For $n=1$: A look at your solutions and one can see that $a,b$ are in arithmetic progression. Hence,

$$a,\;b,\;c = n,\;n+1,\;2n^2+n$$

For $n=2$: Most of your $b,c$ differ by one. Hence,

$$a,\;b,\;c = 2pq,\;p^2+pq-1,\;p^2+pq$$

where $p,q$ solve the Pell equation $p^2-3q^2=1$. Since $pq<p^2$, this guarantees that $a<b$.

For $n\ge3$: I checked this with Mathematica and, curiously, there doesn't seem to be any.
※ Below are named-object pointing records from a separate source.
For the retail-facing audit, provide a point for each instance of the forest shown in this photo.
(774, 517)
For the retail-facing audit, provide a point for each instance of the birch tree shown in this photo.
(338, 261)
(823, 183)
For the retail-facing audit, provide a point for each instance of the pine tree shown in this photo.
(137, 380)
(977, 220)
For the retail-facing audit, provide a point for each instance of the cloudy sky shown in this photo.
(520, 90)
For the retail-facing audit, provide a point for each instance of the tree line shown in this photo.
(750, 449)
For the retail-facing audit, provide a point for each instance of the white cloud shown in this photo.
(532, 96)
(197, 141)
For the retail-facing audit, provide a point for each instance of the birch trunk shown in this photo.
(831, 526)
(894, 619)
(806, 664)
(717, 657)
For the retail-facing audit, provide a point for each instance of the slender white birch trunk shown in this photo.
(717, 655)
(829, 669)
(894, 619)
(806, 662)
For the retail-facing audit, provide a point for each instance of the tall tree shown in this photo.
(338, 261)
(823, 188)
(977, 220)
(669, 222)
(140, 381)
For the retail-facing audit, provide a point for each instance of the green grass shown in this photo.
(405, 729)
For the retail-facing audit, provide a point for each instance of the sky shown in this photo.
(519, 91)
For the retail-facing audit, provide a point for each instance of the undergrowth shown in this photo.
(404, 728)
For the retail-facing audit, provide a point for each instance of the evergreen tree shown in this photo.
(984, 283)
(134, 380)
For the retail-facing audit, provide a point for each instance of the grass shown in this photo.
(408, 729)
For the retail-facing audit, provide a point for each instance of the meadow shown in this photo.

P.S. Without the inequalities, then $(1)$ has a two-parameter solution,

$$a,\;b,\;c = (-u + n v)u, \; (u + v)u, \; (-u + n v)v$$

Edit: This answers the comment below. First, we do the substitution $b,\;c = x+y,\;x-y\,$, on $(1)$ then solve for $a$,

$$a =-x\pm\sqrt{(n+1)x^2-ny^2}$$

Thus we have to solve, as W. Jagy pointed out, a ternary quadratic form,

$$(n+1)x^2-ny^2=z^2$$

and initial solution of which is $x,y,z =1,1,1$. Given an initial solution, we generally can find an infinite more. Two methods are described here in Form 2b.